Multivariate regression analysis of the predictors of good attitude towards prostate cancer screening was statistically significant for UBTH as a centre of practice and also for the duration of practice greater than 10 years. This suggests that more experienced doctors who practice in larger hospital are likely to have better attitude towards prostate cancer screening than those who practice in small hospital or have practiced for short duration. This finding may be attributed to more organised healthcare delivery system that is existent in such big centres like UBTH, unlike what is obtainable in smaller centres like Central Hospital. In UBTH, there is a centre for disease control where screening is a major service including that for prostate cancer, this must have contributed in refining the attitude of doctors that practice there towards prostate cancer screening. Also, the increased duration of practice being a predictor may be due to the fact that as one gains more experience, the need for self-care increases, thus increasing one's consciousness for cancer screening. This finding is in keeping the outcome of a cross-sectional study  among 204 primary care physicians in three tertiary centres in Saudi Arabia that showed that following multiple regression analysis for predictors of attitude, knowledge and age were the most significant determinants of physicians' attitude towards prostate cancer counselling and screening in Saudi Arabia. The outcome of the current study is in contrast to what was reported by Pendleton et al. in 2006, where they noted that no demographic factor could independently predict prostate cancer attitude . Therefore, doctors who practice in smaller centres and with shorter duration of practice in our study are more likely to have poor attitude towards prostate cancer screening, thus necessitating more attitude-changing measures for this group of doctors.

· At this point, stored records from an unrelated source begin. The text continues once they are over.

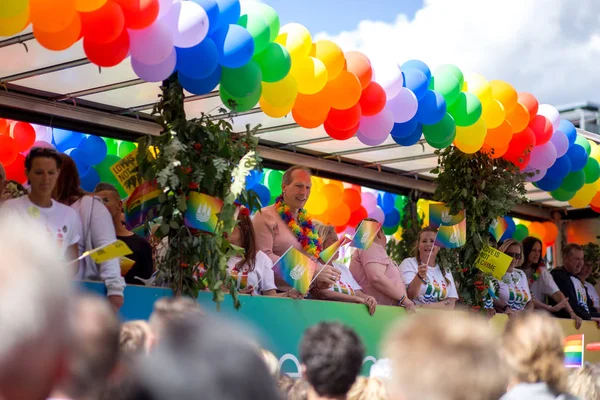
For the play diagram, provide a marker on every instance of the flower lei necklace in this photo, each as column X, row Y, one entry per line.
column 303, row 229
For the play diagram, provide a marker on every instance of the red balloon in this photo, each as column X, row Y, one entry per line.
column 373, row 99
column 16, row 170
column 542, row 128
column 8, row 150
column 339, row 134
column 24, row 136
column 103, row 25
column 344, row 119
column 107, row 54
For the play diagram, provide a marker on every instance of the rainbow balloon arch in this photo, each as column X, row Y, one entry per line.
column 255, row 61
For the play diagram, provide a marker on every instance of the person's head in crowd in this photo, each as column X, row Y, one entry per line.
column 513, row 249
column 169, row 309
column 42, row 167
column 198, row 358
column 444, row 356
column 368, row 389
column 295, row 187
column 573, row 257
column 584, row 382
column 532, row 252
column 532, row 348
column 35, row 292
column 331, row 355
column 94, row 348
column 67, row 190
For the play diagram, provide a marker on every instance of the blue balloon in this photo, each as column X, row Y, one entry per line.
column 411, row 139
column 416, row 81
column 560, row 169
column 568, row 129
column 417, row 64
column 212, row 10
column 578, row 157
column 201, row 86
column 90, row 180
column 432, row 108
column 64, row 140
column 199, row 61
column 235, row 46
column 94, row 148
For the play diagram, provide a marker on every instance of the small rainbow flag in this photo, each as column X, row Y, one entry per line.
column 574, row 346
column 143, row 199
column 452, row 237
column 498, row 227
column 439, row 215
column 296, row 269
column 202, row 212
column 365, row 234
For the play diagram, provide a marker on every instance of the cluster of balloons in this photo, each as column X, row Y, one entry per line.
column 93, row 155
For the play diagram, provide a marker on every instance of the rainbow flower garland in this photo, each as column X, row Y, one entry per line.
column 303, row 229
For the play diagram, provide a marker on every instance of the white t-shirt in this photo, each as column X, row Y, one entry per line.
column 593, row 295
column 514, row 289
column 347, row 284
column 262, row 277
column 544, row 285
column 436, row 289
column 61, row 221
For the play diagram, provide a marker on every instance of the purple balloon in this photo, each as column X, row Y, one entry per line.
column 157, row 72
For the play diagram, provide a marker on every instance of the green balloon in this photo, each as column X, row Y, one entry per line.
column 240, row 104
column 275, row 62
column 573, row 182
column 258, row 28
column 562, row 195
column 521, row 232
column 591, row 170
column 466, row 110
column 442, row 132
column 243, row 81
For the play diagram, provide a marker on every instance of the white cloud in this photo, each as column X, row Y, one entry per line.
column 550, row 48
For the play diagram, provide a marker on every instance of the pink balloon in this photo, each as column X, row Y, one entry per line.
column 151, row 45
column 404, row 106
column 156, row 72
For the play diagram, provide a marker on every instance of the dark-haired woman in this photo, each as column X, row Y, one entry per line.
column 253, row 271
column 428, row 285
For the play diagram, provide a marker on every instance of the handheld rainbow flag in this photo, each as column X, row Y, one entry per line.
column 296, row 269
column 452, row 237
column 202, row 212
column 365, row 234
column 498, row 227
column 574, row 346
column 327, row 254
column 439, row 215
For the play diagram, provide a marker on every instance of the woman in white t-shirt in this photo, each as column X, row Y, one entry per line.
column 428, row 285
column 346, row 289
column 514, row 294
column 42, row 167
column 254, row 271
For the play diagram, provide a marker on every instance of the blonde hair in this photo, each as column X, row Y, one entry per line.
column 445, row 356
column 368, row 389
column 533, row 350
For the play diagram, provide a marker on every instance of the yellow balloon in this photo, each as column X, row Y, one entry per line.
column 296, row 39
column 13, row 25
column 310, row 74
column 281, row 94
column 493, row 114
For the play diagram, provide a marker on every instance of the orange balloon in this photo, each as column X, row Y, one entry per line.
column 519, row 118
column 52, row 15
column 62, row 40
column 344, row 91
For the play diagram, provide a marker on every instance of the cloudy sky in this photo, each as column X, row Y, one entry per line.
column 550, row 48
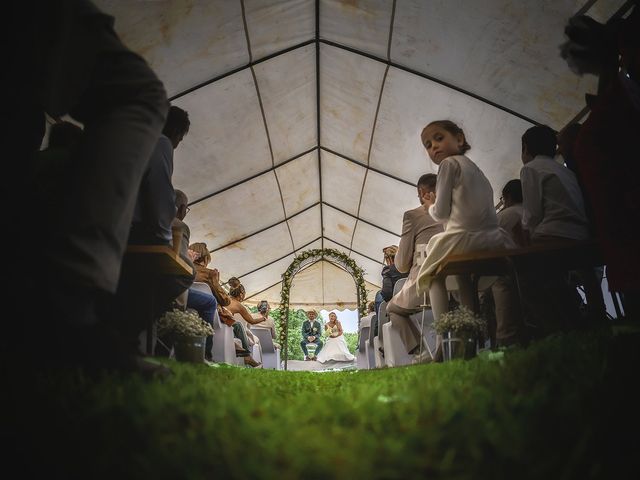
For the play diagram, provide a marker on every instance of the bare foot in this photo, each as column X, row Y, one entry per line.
column 251, row 362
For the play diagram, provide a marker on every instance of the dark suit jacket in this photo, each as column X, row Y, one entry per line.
column 307, row 330
column 390, row 275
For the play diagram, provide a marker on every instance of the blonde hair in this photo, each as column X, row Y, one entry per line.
column 236, row 289
column 201, row 249
column 453, row 129
column 390, row 252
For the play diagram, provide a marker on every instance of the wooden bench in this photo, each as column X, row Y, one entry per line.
column 561, row 256
column 147, row 262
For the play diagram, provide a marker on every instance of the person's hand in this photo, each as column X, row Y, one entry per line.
column 215, row 274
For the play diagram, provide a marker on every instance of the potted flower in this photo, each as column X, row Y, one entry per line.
column 188, row 332
column 460, row 330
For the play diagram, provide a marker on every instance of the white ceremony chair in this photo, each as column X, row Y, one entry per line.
column 270, row 354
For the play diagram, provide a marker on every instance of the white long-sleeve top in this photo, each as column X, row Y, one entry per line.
column 464, row 197
column 552, row 201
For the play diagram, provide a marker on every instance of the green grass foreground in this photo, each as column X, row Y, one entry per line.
column 563, row 408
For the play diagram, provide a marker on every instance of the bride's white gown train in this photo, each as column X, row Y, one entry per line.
column 335, row 349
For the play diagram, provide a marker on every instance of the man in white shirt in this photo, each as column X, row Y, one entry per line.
column 553, row 209
column 510, row 217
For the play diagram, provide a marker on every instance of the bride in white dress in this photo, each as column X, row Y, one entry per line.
column 335, row 348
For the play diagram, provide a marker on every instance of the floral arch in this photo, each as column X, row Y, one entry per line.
column 306, row 258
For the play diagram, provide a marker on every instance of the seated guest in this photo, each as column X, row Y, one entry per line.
column 553, row 209
column 311, row 333
column 510, row 216
column 212, row 278
column 390, row 275
column 153, row 216
column 417, row 229
column 207, row 275
column 240, row 312
column 368, row 318
column 267, row 322
column 464, row 204
column 203, row 303
column 508, row 328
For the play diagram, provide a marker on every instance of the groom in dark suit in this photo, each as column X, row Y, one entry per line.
column 311, row 333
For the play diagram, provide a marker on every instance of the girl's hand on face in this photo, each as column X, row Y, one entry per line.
column 429, row 198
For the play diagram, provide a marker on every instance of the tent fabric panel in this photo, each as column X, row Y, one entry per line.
column 369, row 240
column 341, row 182
column 384, row 201
column 337, row 225
column 186, row 43
column 227, row 141
column 360, row 25
column 371, row 269
column 288, row 89
column 504, row 51
column 246, row 255
column 306, row 226
column 274, row 25
column 349, row 90
column 402, row 118
column 238, row 212
column 299, row 183
column 323, row 283
column 255, row 282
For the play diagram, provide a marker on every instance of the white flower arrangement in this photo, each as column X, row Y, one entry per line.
column 183, row 323
column 460, row 320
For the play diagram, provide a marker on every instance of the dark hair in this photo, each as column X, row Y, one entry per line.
column 177, row 123
column 236, row 289
column 428, row 180
column 540, row 140
column 513, row 189
column 263, row 306
column 453, row 129
column 64, row 135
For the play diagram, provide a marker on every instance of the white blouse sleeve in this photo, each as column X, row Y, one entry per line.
column 448, row 174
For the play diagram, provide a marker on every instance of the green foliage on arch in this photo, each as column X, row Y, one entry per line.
column 311, row 256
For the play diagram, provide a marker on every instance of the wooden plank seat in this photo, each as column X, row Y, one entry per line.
column 147, row 262
column 560, row 256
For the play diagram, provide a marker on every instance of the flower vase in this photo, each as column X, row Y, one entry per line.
column 189, row 349
column 460, row 345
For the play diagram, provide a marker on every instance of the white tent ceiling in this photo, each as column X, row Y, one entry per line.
column 306, row 115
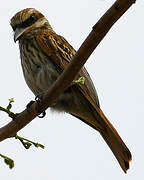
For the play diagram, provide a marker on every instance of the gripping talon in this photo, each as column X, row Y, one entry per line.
column 29, row 104
column 42, row 114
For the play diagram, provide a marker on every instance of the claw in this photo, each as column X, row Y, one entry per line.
column 29, row 104
column 38, row 100
column 42, row 114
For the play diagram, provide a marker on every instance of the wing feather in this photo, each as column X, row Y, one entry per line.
column 61, row 53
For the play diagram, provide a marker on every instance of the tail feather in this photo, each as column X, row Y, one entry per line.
column 114, row 141
column 111, row 137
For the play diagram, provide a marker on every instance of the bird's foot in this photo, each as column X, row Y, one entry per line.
column 38, row 100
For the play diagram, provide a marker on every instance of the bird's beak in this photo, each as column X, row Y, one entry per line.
column 18, row 32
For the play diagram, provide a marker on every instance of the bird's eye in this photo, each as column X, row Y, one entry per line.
column 32, row 18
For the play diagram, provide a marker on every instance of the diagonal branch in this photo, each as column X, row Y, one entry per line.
column 98, row 32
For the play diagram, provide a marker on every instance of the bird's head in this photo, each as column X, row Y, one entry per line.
column 26, row 21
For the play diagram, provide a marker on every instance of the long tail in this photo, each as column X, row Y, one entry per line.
column 111, row 137
column 115, row 143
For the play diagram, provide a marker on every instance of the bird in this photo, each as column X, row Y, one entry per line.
column 44, row 56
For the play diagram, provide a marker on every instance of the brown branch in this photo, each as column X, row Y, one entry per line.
column 94, row 38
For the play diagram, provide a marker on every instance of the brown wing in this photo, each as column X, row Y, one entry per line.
column 61, row 53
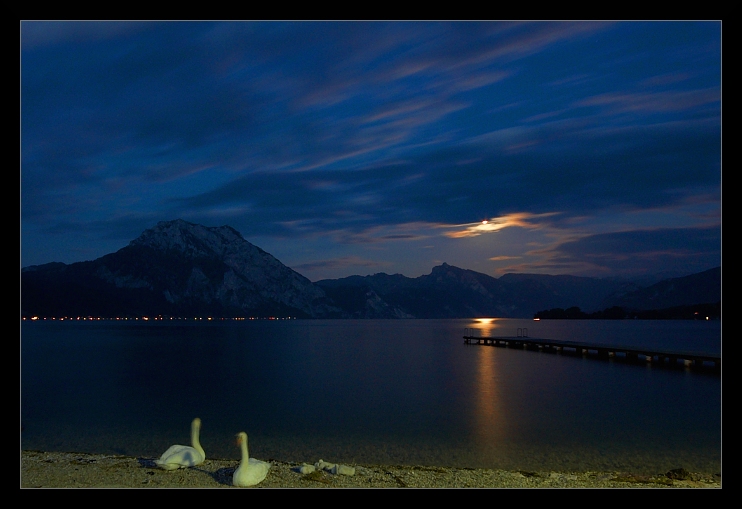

The attitude of the respondents for prostate cancer screening is good despite the challenges with recommendation against community screening by some health management systems. The main factors identified by respondents as militating against cancer screening should be given proper attention in order to reduce the scourge of this highly prevalent pathology among Nigerians. There is a need for middle-aged doctors that practice in smaller centres to be encouraged to have more positive attitude towards prostate cancer screening.